GXO marks 1st anniversary with strong Q2 results

EPS beats estimates, revenue up 15%

A man works in a warehouse alongside robots while the logo of the company GXO Logistics is visible

Wincanton board approves GXO buy-out offer (Photo GXO)

Contract logistics provider GXO Logistics Inc. marked its first anniversary as a public company by reporting better-than-expected second-quarter results and boosting its full-year guidance for revenue and earnings.

The Greenwich, Connecticut-based company (NYSE: GXO), which began trading Aug. 2, 2021, after being spun off by XPO Logistics Inc., (NYSE: XPO) posted adjusted diluted earnings per share of 68 cents, up from 44 cents per share in the year-earlier quarter, and 5 cents per share above analysts’ consensus estimates. 

Adjusted earnings before interest, taxes, depreciation and amortization came in at $176 million, up from $150 million. Revenue rose 15% to $2.16 billion. 

GXO said it won $475 million in new business in the quarter, a quarterly record.


For the full year, the company raised its guidance for organic revenue growth to 12% to 16%, from 11% to 15%. Adjusted EBITDA guidance was raised to a range of $715 million to $750 million from $707 million to $742 million. Adjusted diluted earnings per share is expected to come in at $2.70 to $2.90 per share, which is unchanged from prior estimates.

Reverse logistics accounted for about 40% of the new wins in the quarter, a figure that CFO Baris Oran said in a Wednesday interview was unusually high. Oran said, however, that reverse logistics demand will remain strong as e-commerce companies and e-tailers look for ways to maximize value from the growing mountain of returns traffic. Reverse logistics accounts for about 10% of GXO’s annual revenue stream, Oran said.

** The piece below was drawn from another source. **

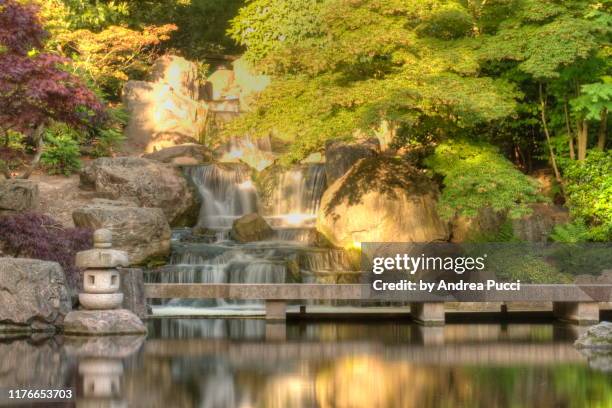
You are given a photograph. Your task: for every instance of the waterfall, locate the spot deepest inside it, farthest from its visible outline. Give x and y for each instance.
(227, 193)
(298, 195)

E-commerce, omnichannel retail and consumer technology composed slightly more than half of GXO’s quarterly revenue from its four main verticals. Food and beverage came in a distant second. The U.K. accounted for more than one-third of GXO’s revenue at $777 million. The U.S. was second with $685 million. Revenue growth from GXO’s three other main areas — France, the Netherlands and Spain — was flat to slightly up or down. Oran attributed the flatness to the unfavorable impact of currency fluctuations rather than a falloff in demand.

GXO is not yet seeing major macroeconomic downturns in its service areas, Oran said. The company’s business is generally stable with most of its contracts of a five-year duration, Oran said. This insulates GXO from quarter-to-quarter or year-over-year economic volatility, he said.


GXO closed in late May on its acquisition of U.K. firm Clipper Logistics. Oran said Clipper did not contribute materially to GXO’s second-quarter results.

GXO operates more than 900 facilities in 28 countries, covering 200 million square feet. Spun off last summer from XPO Logistics Inc., it is the world’s largest contract logistics provider.

GXO shares closed on Wednesday up 4.7% to $52.11 a share. Shares are down more than 20.2% over the past 12 months.